Fakt, ma swój styl, jest wygodne i fajnie się jeździ, ale przesiadka z poprzedniej totalnie bezawaryjnej Mazdy 3 jest dla mnie jak bolesne spotkanie z rzeczywistością.

Od kilku dni zastanawiam się nad sprzedażą auta i moja "Bumcia" dostaje ostatnią szansę na poprawę ;/

Lubię to auto, ale nie będę pracowała tylko na awarie.

Do rzeczy.

Mam to auto drugi miesiąc i działy się już takie rzeczy.

-narożnikiem korka wlewu oleju wywalało mi olej (zmieniłam korek było ok, ale raz zdarzyło się, że pociekło znowu)

-wymiana odmy, filtra oleju i oleju (po tym zabiegu, falują obroty- dokładnie to jest tak, że uruchomię auto i zawsze zanim się zbiorę do jazdy to chwilę trwa, auto niby chodzi równo, ale odczuwam lekkie szarpnięcia dosłownie sekundowe, potem jadę przez miasto i jest ok, ale jak już zaparkuję auto pod pracą i jeszcze chwilę pochodzi zaczyna się "dławić" prawie gaśnie ale odbija i tak jakieś 2-4 minuty potem się uspokoi, ale jak wsiądę i ją przegazuję, to wywala z rury kłęby dymu, ale tylko tak jakby się zebrało i dalej jest oki, ogólnie auto nie kopci nigdy, tylko w opisanej sytuacji.

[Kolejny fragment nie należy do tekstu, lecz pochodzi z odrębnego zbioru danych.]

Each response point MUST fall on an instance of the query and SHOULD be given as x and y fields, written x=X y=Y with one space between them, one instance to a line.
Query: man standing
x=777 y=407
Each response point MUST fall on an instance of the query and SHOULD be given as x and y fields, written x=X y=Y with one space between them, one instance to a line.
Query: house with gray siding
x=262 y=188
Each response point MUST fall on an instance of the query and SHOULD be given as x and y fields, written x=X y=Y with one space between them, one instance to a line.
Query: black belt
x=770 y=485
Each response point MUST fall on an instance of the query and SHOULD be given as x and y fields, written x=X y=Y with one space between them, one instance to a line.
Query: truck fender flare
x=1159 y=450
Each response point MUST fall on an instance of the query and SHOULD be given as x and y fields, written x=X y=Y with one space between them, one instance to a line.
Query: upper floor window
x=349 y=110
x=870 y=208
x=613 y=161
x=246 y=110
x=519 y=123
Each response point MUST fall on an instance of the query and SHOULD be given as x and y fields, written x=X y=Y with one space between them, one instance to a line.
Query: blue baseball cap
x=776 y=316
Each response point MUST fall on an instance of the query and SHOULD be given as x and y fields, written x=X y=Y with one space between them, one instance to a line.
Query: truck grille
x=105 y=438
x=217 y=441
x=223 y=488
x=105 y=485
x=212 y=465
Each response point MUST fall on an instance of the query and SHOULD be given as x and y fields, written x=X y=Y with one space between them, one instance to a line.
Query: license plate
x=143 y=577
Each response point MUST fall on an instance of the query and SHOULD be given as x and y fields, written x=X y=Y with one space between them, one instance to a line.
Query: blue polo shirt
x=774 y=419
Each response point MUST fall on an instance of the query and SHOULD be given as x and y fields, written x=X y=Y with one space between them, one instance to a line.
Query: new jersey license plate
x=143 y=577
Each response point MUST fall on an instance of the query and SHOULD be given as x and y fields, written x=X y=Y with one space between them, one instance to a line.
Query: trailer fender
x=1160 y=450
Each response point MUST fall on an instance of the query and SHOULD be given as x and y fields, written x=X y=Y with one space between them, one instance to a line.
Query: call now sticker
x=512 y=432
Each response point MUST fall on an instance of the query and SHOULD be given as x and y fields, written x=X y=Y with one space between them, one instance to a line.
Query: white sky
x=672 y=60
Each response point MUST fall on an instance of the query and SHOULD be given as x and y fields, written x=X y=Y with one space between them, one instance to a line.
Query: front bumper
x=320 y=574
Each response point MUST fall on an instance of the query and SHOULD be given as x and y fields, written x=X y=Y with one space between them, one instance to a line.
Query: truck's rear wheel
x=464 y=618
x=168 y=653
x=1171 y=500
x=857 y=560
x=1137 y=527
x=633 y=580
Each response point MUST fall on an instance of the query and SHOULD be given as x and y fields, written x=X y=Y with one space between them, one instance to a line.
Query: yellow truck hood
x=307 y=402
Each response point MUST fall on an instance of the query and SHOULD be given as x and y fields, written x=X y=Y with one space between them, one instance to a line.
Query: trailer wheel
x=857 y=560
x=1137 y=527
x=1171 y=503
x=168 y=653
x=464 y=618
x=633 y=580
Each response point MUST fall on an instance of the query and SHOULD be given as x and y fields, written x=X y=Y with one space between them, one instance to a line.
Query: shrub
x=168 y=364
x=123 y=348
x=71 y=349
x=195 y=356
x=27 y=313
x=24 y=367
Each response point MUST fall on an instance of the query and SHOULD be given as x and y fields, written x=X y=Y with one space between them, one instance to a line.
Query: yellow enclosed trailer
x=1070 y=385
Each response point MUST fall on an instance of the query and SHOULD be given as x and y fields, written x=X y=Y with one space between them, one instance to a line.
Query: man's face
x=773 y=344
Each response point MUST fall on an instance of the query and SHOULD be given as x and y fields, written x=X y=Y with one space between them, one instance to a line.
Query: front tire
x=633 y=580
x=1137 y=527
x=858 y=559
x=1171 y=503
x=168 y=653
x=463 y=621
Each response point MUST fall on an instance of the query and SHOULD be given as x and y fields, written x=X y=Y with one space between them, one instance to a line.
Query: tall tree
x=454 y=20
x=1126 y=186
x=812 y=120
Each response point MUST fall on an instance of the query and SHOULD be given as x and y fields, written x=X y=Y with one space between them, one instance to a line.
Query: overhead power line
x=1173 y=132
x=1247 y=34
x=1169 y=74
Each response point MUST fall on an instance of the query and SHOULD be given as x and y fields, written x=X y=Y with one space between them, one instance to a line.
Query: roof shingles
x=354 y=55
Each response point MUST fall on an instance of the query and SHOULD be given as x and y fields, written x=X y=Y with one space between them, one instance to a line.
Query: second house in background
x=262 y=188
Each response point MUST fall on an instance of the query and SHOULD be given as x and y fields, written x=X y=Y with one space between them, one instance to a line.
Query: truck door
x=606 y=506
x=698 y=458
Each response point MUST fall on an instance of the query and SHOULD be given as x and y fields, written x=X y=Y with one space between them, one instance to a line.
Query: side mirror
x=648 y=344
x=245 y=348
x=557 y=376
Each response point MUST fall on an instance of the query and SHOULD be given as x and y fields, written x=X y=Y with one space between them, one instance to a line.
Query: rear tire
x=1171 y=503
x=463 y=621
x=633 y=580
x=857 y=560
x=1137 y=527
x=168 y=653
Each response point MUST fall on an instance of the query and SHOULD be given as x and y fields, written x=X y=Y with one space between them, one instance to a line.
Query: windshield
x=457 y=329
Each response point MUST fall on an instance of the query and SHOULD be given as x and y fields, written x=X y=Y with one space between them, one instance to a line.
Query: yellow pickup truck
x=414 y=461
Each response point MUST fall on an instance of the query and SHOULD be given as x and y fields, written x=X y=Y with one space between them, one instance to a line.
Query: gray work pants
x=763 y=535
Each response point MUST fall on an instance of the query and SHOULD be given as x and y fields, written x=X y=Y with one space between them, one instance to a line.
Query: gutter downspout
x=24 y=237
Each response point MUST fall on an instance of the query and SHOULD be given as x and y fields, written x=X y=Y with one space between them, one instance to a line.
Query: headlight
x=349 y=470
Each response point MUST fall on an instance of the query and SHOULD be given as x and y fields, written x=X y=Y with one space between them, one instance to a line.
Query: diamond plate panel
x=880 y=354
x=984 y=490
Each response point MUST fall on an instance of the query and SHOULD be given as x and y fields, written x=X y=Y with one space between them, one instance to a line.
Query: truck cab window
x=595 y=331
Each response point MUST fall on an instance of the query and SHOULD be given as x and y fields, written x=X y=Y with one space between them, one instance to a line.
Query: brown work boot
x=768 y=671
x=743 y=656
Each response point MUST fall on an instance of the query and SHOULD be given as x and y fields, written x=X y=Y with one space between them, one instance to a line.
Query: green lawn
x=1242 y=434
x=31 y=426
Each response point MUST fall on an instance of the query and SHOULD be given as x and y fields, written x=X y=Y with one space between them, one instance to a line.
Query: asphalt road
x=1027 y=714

Po wymianie tej odmy filtra i oleju doszła kolejna sprawa, uszczelka misy olejowej- juz wymieniona)

-wymiana uszczelki pod zaworami

-gościu, który wymieniał mi tą uszczelkę misy rozebrał od spodu ładny kawałek auta i stwierdził, że mam do wymiany wahacze i łączniki stabilizatorów czy cuś :) zamówiłam części, ale jeszcze dwa dni jeździłam na starym zawieszeniu i słychać było te stuki, puki faktycznie, ale co gorsze po przejechaniu jakiegoś odcinka 1km-2km wyskakiwał błąd DSC. Gościu stwierdził, że straszne luzy są i po wymianie+ustawieniu zbieżności nie powinno się to pojawiać)

-wymienione wahacze i łączniki stabilizatorów+ustawienie zbieżności (po tym zabiegu światła opadły do samego dołu, świecą może 2metry przed auto, a błąd DSC+żótła kontrolka wyświetlają się już po włączeniu zapłonu. W idrive chciałam to zresetować, ale nie mogę, mam napis "SYSTEM ERROR".

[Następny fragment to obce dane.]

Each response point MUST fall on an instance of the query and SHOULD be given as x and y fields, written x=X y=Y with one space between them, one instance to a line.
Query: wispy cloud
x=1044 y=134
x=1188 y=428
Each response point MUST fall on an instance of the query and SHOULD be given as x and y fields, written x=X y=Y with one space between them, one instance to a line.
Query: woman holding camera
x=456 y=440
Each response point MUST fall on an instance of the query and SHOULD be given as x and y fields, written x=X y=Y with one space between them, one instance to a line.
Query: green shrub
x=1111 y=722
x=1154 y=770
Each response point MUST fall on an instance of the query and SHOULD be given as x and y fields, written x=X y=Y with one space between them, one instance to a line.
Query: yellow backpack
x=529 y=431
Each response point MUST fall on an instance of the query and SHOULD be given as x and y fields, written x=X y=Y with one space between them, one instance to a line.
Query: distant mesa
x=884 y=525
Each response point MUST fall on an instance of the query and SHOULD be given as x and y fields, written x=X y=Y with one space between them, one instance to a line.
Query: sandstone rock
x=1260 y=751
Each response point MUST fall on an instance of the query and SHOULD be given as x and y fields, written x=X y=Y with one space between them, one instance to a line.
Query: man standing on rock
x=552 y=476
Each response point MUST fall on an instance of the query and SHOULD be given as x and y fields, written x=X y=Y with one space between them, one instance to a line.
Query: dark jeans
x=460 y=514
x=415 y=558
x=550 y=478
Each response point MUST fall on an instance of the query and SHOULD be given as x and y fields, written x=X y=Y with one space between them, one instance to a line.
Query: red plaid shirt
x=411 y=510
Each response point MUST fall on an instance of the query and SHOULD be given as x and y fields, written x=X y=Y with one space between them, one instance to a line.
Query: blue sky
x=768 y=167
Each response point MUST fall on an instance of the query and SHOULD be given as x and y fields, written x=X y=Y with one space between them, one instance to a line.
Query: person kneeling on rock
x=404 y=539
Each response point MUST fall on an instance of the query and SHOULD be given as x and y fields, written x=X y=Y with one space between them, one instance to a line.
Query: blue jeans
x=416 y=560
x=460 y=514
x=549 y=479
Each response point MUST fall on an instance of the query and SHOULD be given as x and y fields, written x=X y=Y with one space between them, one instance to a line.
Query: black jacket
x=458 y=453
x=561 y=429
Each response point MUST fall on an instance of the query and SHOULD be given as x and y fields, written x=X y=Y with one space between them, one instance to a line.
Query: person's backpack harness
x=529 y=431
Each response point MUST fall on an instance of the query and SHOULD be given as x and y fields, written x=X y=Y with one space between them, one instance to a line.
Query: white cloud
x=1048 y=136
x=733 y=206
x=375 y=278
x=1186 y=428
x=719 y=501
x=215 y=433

-kolega, który namówił mnie na BMW, z 99% pewnością stwierdził, że pompa wacum chyba jest do wymiany bo przerabiał identyczne objawy jak ja. Tzn gdzies od tyłu z góry silnika pojawia się olej i pomimo, że to benzyna, delikatnie klekocze jakby pod tym plastikiem od zaworów, a jak kolega na chwilę otworzył korek, to klekot był niczym stado bocianów ;/- pompę zamówiłam będzie w następnym tygodniu

-kolega doradził mi też wymianę uszczelek pod czujnikami, bo faktycznie widać, że tam jest olej przy nich- już zamówiłam będą w następnym tygodniu

Pozniej auto miałam na przeglądzie (tym corocznym) Po przeglądzie nagle odmówiło posłuszeństwa, tak jakby ograniczyło mu moc, doczłapałam do garażu, dziwnie odpalało itd

Następnego dnia było sprawdzone kompem, wyszły błędy

-2A67 i 2A6B

niby to jakiś tam valvetronic czy coś :)

Kolega mnie uspokoił, zdjął plastik od góry, wyciągnął wtyczkę jakiegoś czujnika, oczyścił i od tego momentu ten błąd się nie pojawia, ale nie podobało mu się to, że jeden bolczyk w tej wtyczce ma totalnie inny kolor niż reszta. Ważne, że błąd nie wraca, a w razie czego to wiem co zrobić :)

No i to chyba na tyle.

W tej chwili najważniejsza jest dla mnie sprawa błędu tego DSC i świateł, które opadły i nie wstały.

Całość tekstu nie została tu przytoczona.